Auch die Branche zieht mit und macht sich die Dynamik und Lust an Design und Dekoration zunutze. Oder besser umgekehrt: Das Dekorieren im Wohnbereich hat so hohen Stellenwert, weil ihn Designer in allen Bereichen unterstützen und zur Geltung bringen. Der Erfolg ist sicher wechselseitig. Eine Bühne wie diese Messe und mit der Stadtverwaltung Paris zur Seite bringt Designernamen zum Glänzen. Objektiv prüfen, ob Originalität und Qualität des Designs stimmen, muss das Fachpublikum aus aller Welt. Natürlich erleichtert der "französische Touch" Neugier und Interesse. Der soll auf jeden Fall erhalten bleiben, auch wenn generell die innovative Designidee im Vordergrund stehen wird.
Selektives Vorgehen...
...bei der Auswahl der Aussteller ist Erfolgsprinzip der Messeleitung. Diese Messepolitik fördert den Wettbewerb. Hersteller und Fachbesucher wollen nichts versäumen. Für die Messe zählen jeweils die "Neu-Aussteller", die im Katalog deutlich gekennzeichnet werden. Außerdem gibt es durch verschiedene Medien und Einkäufer-Juries eine Vorauswahl, die als Empfehlung am Stand gut beachtet wird. Dennoch bedeutet es für Erstaussteller Risiko und viel Kommunikations-Arbeit, um sich mit dem französischen und in Paris entsprechend internationalen Markt vertraut zu machen und sich selbst Vertrauen für die eigene Marke zu holen.

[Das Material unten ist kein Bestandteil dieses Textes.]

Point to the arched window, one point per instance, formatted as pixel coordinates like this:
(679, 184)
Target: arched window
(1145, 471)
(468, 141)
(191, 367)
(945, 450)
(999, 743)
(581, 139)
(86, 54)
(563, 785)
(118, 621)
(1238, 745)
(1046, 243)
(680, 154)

Von Messe zu Messe nehmen mehr deutsche Aussteller teil. Aus dem textilen Bereich wagen oft Betriebe diesen Schritt in die noch größere Internationalität - darum geht es ja -, die nicht unbedingt bereits einen großen Markennamen haben, aber ein klares, überschaubares Produktkonzept. So verführerisch der Gedanke ist, in der Wunschhalle 5b bei scènes dintérieur auszustellen, wird die Halle 2 als klar definierte Textil-Halle von den Ausstellern als gute Basis bestätigt. Alle anderen Hallen, allen voran die Hallen 5A und 5B, bieten durch den besonderen Mix der Aussteller das, was die Branche in Paris sucht und von der Maison & Objet erwartet: Inspiration - und das auf allen Linien - für Wohnkonzepte mit Details, Tischkultur, Heimtextilien, Deko-Objekte, Leuchten, Düfte.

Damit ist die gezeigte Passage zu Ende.